CWT Hagelman III (Bill) passed away on December 28, 2018 following an almost three year battle with cancer.  After serving with the Peace Corps in Zaire and getting his Master’s at the LBJ School of Public Affairs at the University of Texas at Austin, Bill worked for and with USAID for more than 30 years.  Sometimes he was a contractor, sometimes a Foreign Service Officer and finally sometimes a Civil Servant.   In these various employment venues, he served as Project Design Officer in Burundi, as well as Food for Peace Officer in Angola, Mozambique, South Sudan and in various other African countries.  Finally, Bill worked in various positions in USAID/Washington both in the Bureau for Democracy, Conflict and Humanitarian Assistance and the Bureau for Africa.

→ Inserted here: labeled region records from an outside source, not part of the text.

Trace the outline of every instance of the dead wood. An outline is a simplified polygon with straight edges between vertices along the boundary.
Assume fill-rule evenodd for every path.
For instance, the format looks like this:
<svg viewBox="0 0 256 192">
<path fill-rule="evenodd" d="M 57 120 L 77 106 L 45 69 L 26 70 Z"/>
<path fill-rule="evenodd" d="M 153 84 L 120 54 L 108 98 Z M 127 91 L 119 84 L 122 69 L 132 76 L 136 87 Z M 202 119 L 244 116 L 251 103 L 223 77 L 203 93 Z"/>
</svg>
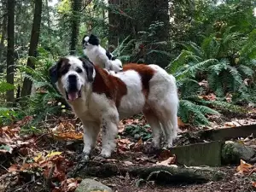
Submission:
<svg viewBox="0 0 256 192">
<path fill-rule="evenodd" d="M 165 166 L 125 166 L 114 163 L 87 162 L 75 173 L 76 177 L 88 176 L 108 177 L 113 176 L 130 176 L 154 180 L 159 183 L 202 183 L 209 181 L 218 181 L 224 177 L 222 172 L 212 168 L 185 168 Z"/>
</svg>

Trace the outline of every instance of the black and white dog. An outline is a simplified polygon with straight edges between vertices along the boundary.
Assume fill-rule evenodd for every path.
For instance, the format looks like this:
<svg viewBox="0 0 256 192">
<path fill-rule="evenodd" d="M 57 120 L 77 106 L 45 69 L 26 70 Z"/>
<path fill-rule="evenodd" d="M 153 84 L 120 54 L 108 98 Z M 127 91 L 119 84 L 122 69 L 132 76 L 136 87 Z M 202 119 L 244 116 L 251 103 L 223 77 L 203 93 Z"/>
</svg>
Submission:
<svg viewBox="0 0 256 192">
<path fill-rule="evenodd" d="M 100 45 L 100 39 L 96 35 L 84 35 L 82 41 L 84 55 L 94 64 L 108 71 L 121 72 L 122 62 L 108 50 Z"/>
</svg>

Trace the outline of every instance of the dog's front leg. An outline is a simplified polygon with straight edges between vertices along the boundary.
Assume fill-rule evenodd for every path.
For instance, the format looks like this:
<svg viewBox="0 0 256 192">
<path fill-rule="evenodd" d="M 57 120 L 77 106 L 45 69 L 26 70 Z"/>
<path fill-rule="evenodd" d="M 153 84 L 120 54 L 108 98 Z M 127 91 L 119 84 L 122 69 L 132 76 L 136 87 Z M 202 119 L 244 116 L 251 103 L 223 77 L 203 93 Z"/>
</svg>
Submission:
<svg viewBox="0 0 256 192">
<path fill-rule="evenodd" d="M 114 149 L 115 137 L 118 134 L 118 115 L 102 118 L 101 128 L 102 130 L 102 149 L 101 156 L 108 158 Z"/>
<path fill-rule="evenodd" d="M 99 134 L 100 126 L 95 122 L 83 122 L 84 126 L 84 149 L 83 159 L 88 160 L 89 154 L 92 148 L 94 148 L 97 136 Z"/>
</svg>

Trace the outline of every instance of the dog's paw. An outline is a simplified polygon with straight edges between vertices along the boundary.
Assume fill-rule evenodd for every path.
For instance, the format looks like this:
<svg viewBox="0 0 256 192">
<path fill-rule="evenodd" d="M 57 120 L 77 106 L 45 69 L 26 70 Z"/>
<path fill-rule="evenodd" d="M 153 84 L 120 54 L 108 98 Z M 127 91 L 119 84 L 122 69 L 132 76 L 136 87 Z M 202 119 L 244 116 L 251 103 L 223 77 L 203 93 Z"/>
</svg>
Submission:
<svg viewBox="0 0 256 192">
<path fill-rule="evenodd" d="M 102 157 L 101 155 L 98 155 L 98 156 L 95 156 L 92 160 L 97 161 L 97 162 L 102 162 L 102 161 L 106 160 L 106 158 Z"/>
<path fill-rule="evenodd" d="M 79 160 L 79 161 L 87 161 L 87 160 L 89 160 L 89 159 L 90 159 L 89 154 L 83 152 L 82 154 L 80 154 L 78 156 L 77 160 Z"/>
<path fill-rule="evenodd" d="M 102 150 L 101 156 L 103 158 L 109 158 L 111 156 L 111 152 L 108 150 Z"/>
<path fill-rule="evenodd" d="M 143 153 L 146 154 L 157 154 L 160 151 L 160 148 L 156 147 L 154 143 L 151 143 L 150 144 L 147 144 L 144 147 Z"/>
</svg>

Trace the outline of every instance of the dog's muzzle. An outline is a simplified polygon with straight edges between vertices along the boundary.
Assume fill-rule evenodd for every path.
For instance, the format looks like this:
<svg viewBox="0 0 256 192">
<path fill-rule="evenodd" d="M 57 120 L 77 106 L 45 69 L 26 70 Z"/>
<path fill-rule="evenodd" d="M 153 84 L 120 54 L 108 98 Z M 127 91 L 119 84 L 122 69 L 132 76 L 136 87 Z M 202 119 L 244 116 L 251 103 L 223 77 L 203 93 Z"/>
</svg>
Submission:
<svg viewBox="0 0 256 192">
<path fill-rule="evenodd" d="M 66 90 L 66 97 L 69 101 L 74 101 L 81 97 L 81 90 L 78 89 L 77 76 L 71 74 L 68 76 L 68 87 Z"/>
</svg>

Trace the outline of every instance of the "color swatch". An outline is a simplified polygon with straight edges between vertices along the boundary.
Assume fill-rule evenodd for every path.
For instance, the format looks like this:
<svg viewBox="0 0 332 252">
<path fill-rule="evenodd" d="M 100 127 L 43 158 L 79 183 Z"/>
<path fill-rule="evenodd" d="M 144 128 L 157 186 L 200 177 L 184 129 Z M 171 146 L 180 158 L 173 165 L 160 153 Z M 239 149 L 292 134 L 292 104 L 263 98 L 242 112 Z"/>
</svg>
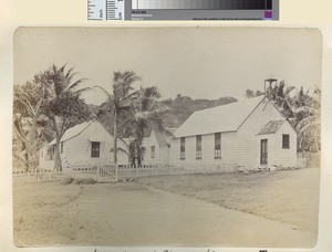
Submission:
<svg viewBox="0 0 332 252">
<path fill-rule="evenodd" d="M 271 10 L 272 0 L 132 0 L 132 9 Z"/>
</svg>

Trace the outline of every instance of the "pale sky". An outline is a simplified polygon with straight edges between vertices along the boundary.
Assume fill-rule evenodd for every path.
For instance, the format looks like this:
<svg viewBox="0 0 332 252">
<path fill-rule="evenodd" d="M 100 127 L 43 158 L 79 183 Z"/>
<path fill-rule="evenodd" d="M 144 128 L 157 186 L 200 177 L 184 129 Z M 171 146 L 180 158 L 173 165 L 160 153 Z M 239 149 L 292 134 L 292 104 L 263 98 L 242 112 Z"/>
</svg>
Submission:
<svg viewBox="0 0 332 252">
<path fill-rule="evenodd" d="M 313 29 L 21 28 L 14 35 L 15 84 L 68 63 L 89 78 L 85 85 L 108 90 L 114 71 L 133 70 L 137 86 L 156 85 L 163 98 L 241 99 L 269 77 L 308 88 L 321 84 L 321 62 L 322 38 Z"/>
</svg>

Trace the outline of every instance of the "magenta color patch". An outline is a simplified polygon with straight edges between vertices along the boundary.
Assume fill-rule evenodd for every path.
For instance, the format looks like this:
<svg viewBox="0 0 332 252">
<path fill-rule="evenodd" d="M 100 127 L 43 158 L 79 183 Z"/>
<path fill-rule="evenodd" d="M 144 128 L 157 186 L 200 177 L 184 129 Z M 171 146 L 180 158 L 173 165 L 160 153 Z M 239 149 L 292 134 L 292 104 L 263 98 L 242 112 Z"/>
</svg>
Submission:
<svg viewBox="0 0 332 252">
<path fill-rule="evenodd" d="M 266 19 L 272 19 L 272 11 L 266 11 L 264 12 L 264 18 Z"/>
</svg>

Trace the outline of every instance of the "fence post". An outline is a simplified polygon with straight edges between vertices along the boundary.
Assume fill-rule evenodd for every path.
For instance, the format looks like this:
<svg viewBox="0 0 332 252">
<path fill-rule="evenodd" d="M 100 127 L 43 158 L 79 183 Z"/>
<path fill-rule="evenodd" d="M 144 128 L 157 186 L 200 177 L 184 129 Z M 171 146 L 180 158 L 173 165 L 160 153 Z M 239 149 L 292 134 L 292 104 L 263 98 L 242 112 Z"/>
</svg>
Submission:
<svg viewBox="0 0 332 252">
<path fill-rule="evenodd" d="M 97 165 L 97 170 L 96 170 L 96 180 L 100 181 L 100 176 L 101 176 L 101 165 Z"/>
</svg>

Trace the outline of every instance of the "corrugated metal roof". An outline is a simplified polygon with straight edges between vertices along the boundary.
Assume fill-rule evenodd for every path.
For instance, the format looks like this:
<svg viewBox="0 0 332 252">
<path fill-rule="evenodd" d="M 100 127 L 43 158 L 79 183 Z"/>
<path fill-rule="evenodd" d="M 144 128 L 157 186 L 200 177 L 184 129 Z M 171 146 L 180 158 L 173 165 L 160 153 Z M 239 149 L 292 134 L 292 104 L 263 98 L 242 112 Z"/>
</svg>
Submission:
<svg viewBox="0 0 332 252">
<path fill-rule="evenodd" d="M 89 120 L 66 129 L 63 136 L 61 137 L 61 141 L 65 141 L 70 138 L 80 135 L 80 133 L 82 133 L 85 128 L 87 128 L 93 122 L 94 120 Z M 55 145 L 55 138 L 52 141 L 50 141 L 49 145 Z"/>
<path fill-rule="evenodd" d="M 197 111 L 175 132 L 175 136 L 185 137 L 237 130 L 262 99 L 263 96 L 258 96 Z"/>
<path fill-rule="evenodd" d="M 274 134 L 283 125 L 286 119 L 270 120 L 268 122 L 257 135 Z"/>
</svg>

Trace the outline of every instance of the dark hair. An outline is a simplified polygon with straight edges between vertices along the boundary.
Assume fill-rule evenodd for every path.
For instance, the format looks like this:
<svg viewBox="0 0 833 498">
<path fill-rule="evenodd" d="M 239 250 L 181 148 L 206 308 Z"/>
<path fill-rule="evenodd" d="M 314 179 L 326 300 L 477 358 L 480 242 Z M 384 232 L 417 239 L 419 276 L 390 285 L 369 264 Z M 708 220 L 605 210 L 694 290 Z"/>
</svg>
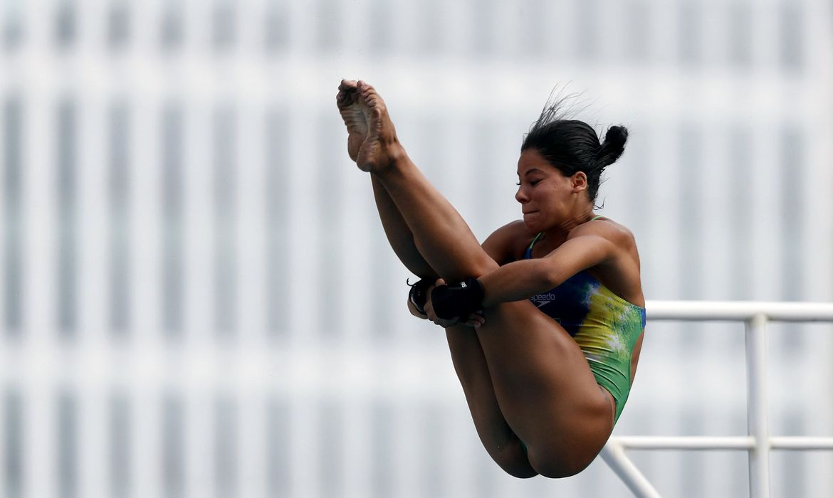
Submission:
<svg viewBox="0 0 833 498">
<path fill-rule="evenodd" d="M 591 202 L 599 193 L 601 172 L 625 151 L 627 129 L 616 126 L 607 128 L 605 142 L 592 127 L 576 119 L 566 119 L 562 107 L 575 95 L 547 101 L 538 120 L 524 137 L 521 152 L 535 149 L 546 162 L 566 177 L 578 172 L 587 175 L 587 195 Z"/>
</svg>

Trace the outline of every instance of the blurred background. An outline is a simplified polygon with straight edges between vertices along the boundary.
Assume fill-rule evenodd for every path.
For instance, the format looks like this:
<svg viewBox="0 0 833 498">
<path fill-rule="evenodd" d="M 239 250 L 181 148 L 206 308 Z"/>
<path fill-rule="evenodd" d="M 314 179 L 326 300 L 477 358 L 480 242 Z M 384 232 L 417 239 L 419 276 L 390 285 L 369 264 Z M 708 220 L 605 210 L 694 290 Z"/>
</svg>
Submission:
<svg viewBox="0 0 833 498">
<path fill-rule="evenodd" d="M 599 202 L 648 299 L 833 300 L 830 0 L 2 0 L 0 496 L 628 496 L 481 448 L 342 77 L 481 239 L 567 85 L 631 132 Z M 833 435 L 833 326 L 770 331 L 771 434 Z M 649 322 L 616 434 L 746 434 L 744 366 L 742 325 Z M 631 454 L 663 496 L 748 494 L 744 452 Z M 829 453 L 771 466 L 833 495 Z"/>
</svg>

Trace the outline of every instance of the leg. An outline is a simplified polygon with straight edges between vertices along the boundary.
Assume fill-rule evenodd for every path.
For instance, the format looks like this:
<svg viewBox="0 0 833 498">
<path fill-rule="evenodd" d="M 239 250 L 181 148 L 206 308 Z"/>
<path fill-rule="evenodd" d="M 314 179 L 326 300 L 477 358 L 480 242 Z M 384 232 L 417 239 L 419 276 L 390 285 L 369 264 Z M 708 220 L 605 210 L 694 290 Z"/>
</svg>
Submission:
<svg viewBox="0 0 833 498">
<path fill-rule="evenodd" d="M 521 440 L 501 411 L 476 333 L 471 327 L 458 325 L 446 329 L 446 337 L 477 436 L 489 456 L 515 477 L 537 476 L 521 446 Z"/>
<path fill-rule="evenodd" d="M 342 82 L 337 98 L 339 110 L 347 127 L 347 148 L 354 160 L 359 144 L 366 138 L 367 127 L 364 115 L 351 108 L 356 103 L 355 83 Z M 400 261 L 421 278 L 436 279 L 438 275 L 431 268 L 414 243 L 413 234 L 402 217 L 399 208 L 375 176 L 371 176 L 373 195 L 379 217 L 387 240 Z M 516 477 L 532 477 L 537 472 L 532 469 L 521 446 L 521 441 L 506 423 L 495 396 L 489 369 L 483 350 L 475 331 L 468 326 L 456 326 L 446 329 L 448 346 L 455 371 L 466 396 L 475 427 L 489 456 L 507 473 Z"/>
<path fill-rule="evenodd" d="M 336 97 L 336 103 L 347 128 L 347 153 L 356 161 L 362 144 L 367 137 L 367 122 L 365 115 L 357 104 L 357 96 L 354 82 L 342 82 Z M 405 219 L 393 202 L 393 199 L 376 177 L 371 178 L 373 183 L 373 197 L 382 226 L 387 237 L 387 242 L 405 267 L 420 278 L 431 281 L 436 280 L 437 274 L 426 262 L 414 244 L 413 234 Z"/>
<path fill-rule="evenodd" d="M 407 157 L 381 97 L 369 86 L 359 92 L 360 102 L 372 111 L 366 113 L 372 121 L 367 141 L 376 142 L 367 149 L 362 169 L 385 187 L 425 261 L 451 281 L 497 267 L 456 210 Z M 608 400 L 584 355 L 561 326 L 528 301 L 502 303 L 485 312 L 477 338 L 486 370 L 500 411 L 526 444 L 531 466 L 553 477 L 580 471 L 611 430 Z M 471 370 L 461 376 L 464 390 L 464 377 L 485 375 L 476 366 L 467 368 Z M 489 430 L 493 428 L 478 427 L 481 435 Z M 501 435 L 495 442 L 501 442 Z"/>
</svg>

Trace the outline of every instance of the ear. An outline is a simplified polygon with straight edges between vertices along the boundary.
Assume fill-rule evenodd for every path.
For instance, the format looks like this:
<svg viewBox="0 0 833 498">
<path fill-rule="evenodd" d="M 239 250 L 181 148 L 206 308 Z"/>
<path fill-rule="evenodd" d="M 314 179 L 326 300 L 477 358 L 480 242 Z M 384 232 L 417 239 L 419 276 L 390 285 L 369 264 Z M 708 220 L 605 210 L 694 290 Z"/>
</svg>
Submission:
<svg viewBox="0 0 833 498">
<path fill-rule="evenodd" d="M 584 172 L 578 172 L 571 178 L 572 191 L 581 192 L 587 189 L 587 175 Z"/>
</svg>

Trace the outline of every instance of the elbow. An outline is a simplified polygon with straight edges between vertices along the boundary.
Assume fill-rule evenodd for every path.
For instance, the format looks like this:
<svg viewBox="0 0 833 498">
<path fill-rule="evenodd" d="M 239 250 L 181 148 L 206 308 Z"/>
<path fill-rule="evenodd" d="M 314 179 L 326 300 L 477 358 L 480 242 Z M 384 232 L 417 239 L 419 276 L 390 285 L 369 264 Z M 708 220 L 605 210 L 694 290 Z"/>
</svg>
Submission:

While much of his work focused on food security, Bill always worked not only to synchronize multiple USAID funding streams but also with USAID partners to develop and implement programs that would have the best, most viable impact possible despite the dynamic nature of USAID’s work.

Bill retired from USAID in 2016 and moved to his beloved Galveston, Texas where he enjoyed spending time with his family, hanging out at the beach and creating a home he loved.  He hosted a wide array of family and friends but also continued to travel to spend even more time with friends and family all over the United States and the world.   We will all miss him.